Unlike good whisky, good art often consists of a blend of different styles, and a (re)combination of previously used constituents. When I read that The Invention of Hugo Cabret combined elements of novel, picture book, graphic novel and film, my curiosity was piqued.

After “A Brief Introduction” which places the events in 1930’s Paris, the story begins with a series of deftly rendered black and white pencil drawings, zooming in on a bustling Parisian train station and finally capturing a shot of Hugo – up to no good – spying on the proprietor of a sweet stall, from his perch behind a station clock.

From here, Selznick alternates between written text and more pencil drawings to outline the events of the story. All of the characters are initially introduced by pictures but, to my relief, dialogue is included in the text (rather than in comic book style speech bubbles).

The overall effect is of reading film – not as a script, but rather a magical transformation of projector reel into words and pictures, with the sensation of being in an old cinema – enhanced by the wide black margins and short segments of text set in the middle of each page.

Film, as it turns out, is what the story is all about. The book is a love affair with early movies, in particular those of the director Georges Méliès – the creator of some of the first moving pictures, and the innovator who realized that movies need not depict the real world but create dreams, and transform fantasy into visual reality.

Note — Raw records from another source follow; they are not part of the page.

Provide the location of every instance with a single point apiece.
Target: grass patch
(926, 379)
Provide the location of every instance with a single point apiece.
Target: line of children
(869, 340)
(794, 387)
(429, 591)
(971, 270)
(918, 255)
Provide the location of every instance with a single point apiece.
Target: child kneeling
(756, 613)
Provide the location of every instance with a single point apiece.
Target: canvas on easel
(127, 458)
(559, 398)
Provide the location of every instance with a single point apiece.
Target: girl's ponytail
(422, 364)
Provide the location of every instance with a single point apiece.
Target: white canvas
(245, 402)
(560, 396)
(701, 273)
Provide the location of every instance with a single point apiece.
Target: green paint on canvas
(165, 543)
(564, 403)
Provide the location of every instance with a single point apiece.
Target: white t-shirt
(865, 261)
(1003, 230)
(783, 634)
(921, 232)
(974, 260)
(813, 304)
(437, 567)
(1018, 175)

Selznick’s strengths definitely lie with illustration. The story, with its simplicity and attempt at mystery, will appeal to the younger readers at whom the book is aimed. But it is the visual/artistic aspects that carry the work. One of the most surprising and poignant moments is when, after many pages of text and illustration, a black and white film still is suddenly interspersed. Details like these, along with the reproductions of Méliès’ original sketches, are enough to make up for the unconvincing plot and characterisations.